Wikimedia Foundation Research Award of the Year

The Wikimedia Foundation Research team established the Wikimedia Foundation Research Award of the Year in 2021 to recognize recent research that has the potential to have significant impact on the Wikimedia projects or research in this space.

2024

After reviewing almost 200 candidate peer-reviewed publications from 2023 we are honored to announce the WMF-RAY 2024 winners. Watch the award ceremony or read below to learn more.

WikiChat: Stopping the Hallucination of Large Language Model Chatbots by Few-Shot Grounding on Wikipedia (paper)

for highlighting the importance of human curated and managed high quality content.

One of the major challenges for utilizing Large Language Models (LLMs) is model hallucination – a response generated by the model that may look factual but contains false information. Given the availability of LLMs for many users, there is an increased need for detecting, addressing, and more importantly preventing model hallucination.

This paper introduces the first few-shot LLM-based chatbot that “almost never hallucinates,” grounded in English Wikipedia. By combining responses from a large language model with additional information retrieved from Wikipedia, the model achieves an impressive 97.9% factual accuracy in conversations with human users on recent topics, which is 55% better than GPT-4. You can interact with the model through WikiChat.

Beyond the impressive technical achievements, the research highlights the importance of human-curated and managed high-quality content for LLMs. Through the specific focus on Wikipedia, the research further underlines the importance of the work of Wikipedia communities to create and maintain high quality content on the projects and for the world.

Rule Ambiguity, Institutional Clashes, and Population Loss: How Wikipedia Became the Last Good Place on the Internet (paper)

for providing useful insights for both Wikimedians and for political scientists interested in the development of institutions.

The paper presents a mixed methods analysis, combining both qualitative theory-building and quantitative evidence to demonstrate that English Wikipedia has become more reliable over time. The paper develops and tests a theory about how this transformation occurred through a process involving rule ambiguity, conflicts among editors, and selective attrition.

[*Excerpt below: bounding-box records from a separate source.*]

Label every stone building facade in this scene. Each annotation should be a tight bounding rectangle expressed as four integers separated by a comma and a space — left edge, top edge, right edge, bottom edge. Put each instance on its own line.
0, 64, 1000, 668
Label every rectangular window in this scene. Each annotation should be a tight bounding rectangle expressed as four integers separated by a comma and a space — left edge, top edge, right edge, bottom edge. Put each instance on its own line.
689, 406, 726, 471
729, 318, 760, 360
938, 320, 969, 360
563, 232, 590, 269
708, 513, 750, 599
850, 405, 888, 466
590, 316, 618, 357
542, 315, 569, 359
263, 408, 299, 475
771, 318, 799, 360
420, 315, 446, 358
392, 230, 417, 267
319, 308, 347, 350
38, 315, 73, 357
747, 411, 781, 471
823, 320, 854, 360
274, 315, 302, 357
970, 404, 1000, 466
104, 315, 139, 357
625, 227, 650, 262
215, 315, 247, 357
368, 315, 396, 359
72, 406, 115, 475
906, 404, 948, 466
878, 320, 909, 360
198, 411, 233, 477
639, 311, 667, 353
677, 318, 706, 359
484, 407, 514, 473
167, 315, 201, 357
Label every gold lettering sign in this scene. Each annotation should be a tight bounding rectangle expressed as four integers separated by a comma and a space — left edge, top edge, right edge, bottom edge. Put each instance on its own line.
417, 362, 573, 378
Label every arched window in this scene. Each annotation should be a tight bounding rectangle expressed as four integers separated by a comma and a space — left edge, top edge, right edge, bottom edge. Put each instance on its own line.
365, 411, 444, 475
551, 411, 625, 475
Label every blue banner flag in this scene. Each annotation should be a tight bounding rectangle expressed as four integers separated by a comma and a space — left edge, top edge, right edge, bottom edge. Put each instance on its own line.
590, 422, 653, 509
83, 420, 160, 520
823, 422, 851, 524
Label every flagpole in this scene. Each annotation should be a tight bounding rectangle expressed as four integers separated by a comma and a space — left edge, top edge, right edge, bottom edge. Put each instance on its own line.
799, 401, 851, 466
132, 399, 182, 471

The research demonstrates that early disputes over rule interpretations led to the demobilization of certain types of editors while mobilizing others. Over time, editors who supported fringe content either left or were ousted, leading to a more reliable and stable Wikipedia. This process of endogenous institutional change highlights the importance of internal dynamics in shaping the evolution of institutions.

The findings provide useful insights for both Wikimedians and political scientists interested in the development of institutions. For Wikimedians, it underscores the significance of managing rule interpretations and editor conflicts to maintain content quality. For political scientists, it offers a valuable case study on how institutional change can occur from within, driven by internal conflicts and population shifts.